🤖 AI Summary
This work addresses the challenge of insufficient robustness in motion planning and manipulation skills for humanoid robots performing long-horizon, highly interactive tasks. The authors propose an end-to-end trainable guided diffusion prior that integrates multimodal human and robot motion data within a unified embodied representation space to directly generate high-quality reference trajectories.

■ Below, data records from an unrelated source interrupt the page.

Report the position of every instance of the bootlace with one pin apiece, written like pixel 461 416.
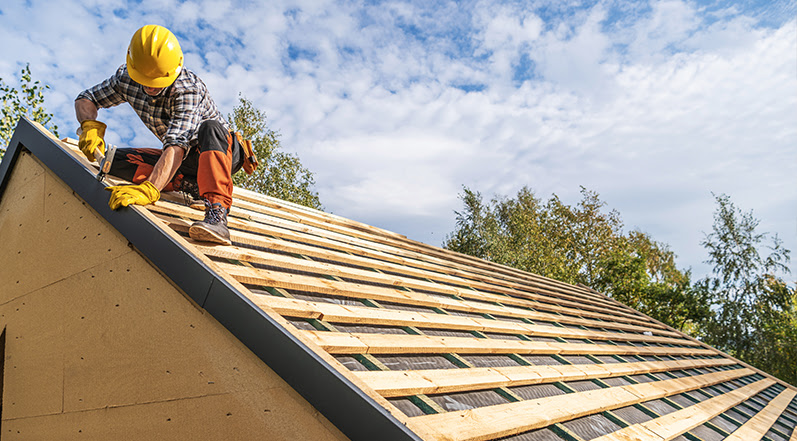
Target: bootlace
pixel 215 213
pixel 190 191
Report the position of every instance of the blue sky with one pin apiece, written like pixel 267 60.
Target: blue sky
pixel 395 105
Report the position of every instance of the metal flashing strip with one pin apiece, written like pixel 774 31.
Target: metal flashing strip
pixel 347 407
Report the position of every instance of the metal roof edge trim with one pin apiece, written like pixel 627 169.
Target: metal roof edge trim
pixel 347 407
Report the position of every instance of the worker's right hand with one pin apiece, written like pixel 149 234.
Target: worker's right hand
pixel 91 138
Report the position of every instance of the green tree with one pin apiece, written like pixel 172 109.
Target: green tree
pixel 754 311
pixel 279 174
pixel 642 274
pixel 26 101
pixel 578 244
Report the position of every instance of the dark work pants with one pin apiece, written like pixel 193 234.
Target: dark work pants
pixel 211 166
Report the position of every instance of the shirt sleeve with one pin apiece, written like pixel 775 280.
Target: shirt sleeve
pixel 185 120
pixel 106 94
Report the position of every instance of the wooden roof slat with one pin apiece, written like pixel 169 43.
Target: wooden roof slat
pixel 390 317
pixel 256 256
pixel 254 222
pixel 265 205
pixel 353 290
pixel 491 422
pixel 437 381
pixel 362 343
pixel 757 426
pixel 674 424
pixel 289 262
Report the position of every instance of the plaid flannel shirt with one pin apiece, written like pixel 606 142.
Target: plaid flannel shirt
pixel 173 116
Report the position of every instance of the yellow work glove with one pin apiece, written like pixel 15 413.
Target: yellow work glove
pixel 124 195
pixel 91 138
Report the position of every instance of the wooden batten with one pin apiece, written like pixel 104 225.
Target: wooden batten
pixel 99 340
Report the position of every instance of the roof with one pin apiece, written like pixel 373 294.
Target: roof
pixel 393 339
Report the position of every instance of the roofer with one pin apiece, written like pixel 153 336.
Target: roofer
pixel 199 153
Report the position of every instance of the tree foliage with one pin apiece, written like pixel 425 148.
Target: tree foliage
pixel 26 101
pixel 279 174
pixel 583 244
pixel 754 311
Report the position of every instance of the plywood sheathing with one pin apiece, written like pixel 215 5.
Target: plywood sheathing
pixel 100 346
pixel 349 262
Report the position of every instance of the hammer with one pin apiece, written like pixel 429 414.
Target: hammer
pixel 105 160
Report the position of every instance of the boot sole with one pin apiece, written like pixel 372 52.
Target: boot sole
pixel 200 234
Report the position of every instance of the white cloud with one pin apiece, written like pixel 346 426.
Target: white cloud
pixel 654 109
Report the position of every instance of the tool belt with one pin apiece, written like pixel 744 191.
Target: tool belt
pixel 250 160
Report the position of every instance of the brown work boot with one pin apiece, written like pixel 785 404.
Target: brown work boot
pixel 214 227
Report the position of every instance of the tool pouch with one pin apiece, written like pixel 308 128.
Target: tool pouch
pixel 250 159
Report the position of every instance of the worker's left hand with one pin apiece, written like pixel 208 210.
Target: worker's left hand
pixel 124 195
pixel 92 134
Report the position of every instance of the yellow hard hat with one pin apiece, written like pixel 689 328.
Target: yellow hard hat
pixel 154 57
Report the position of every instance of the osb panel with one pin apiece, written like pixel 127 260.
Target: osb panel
pixel 33 368
pixel 101 346
pixel 214 417
pixel 38 212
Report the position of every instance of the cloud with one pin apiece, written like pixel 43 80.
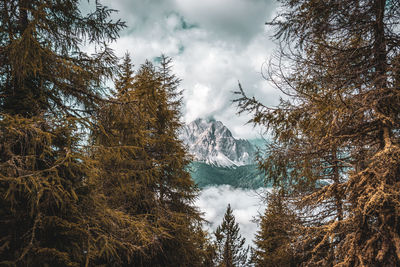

This approach enables automated synthesis of diverse motor skills without manual intervention and effectively supports downstream reinforcement learning policies. Experimental results on both simulation and the real-world Unitree G1 humanoid robot demonstrate that the proposed method significantly enhances policy robustness and broadens the repertoire of executable skills.
📝 Abstract
Developing robust autonomous loco-manipulation skills for humanoids remains an open problem in robotics. While RL has been applied successfully to legged locomotion, applying it to complex, interaction-rich manipulation tasks is harder given long-horizon planning challenges for manipulation. A recent approach along these lines is DreamControl, which addresses these issues by leveraging off-the-shelf human motion diffusion models as a generative prior to guide RL policies during training. In this paper, we investigate the impact of DreamControl's motion prior and propose an improved framework that trains a guided diffusion model directly in the humanoid robot's motion space, aggregating diverse human and robot datasets into a unified embodiment space. We demonstrate that our approach captures a wider range of skills due to the larger training data mixture and establishes a more automated pipeline by removing the need for manual filtering interventions. Furthermore, we show that scaling the generation of reference trajectories is important for achieving robust downstream RL policies. We validate our approach through extensive experiments in simulation and on a real Unitree-G1.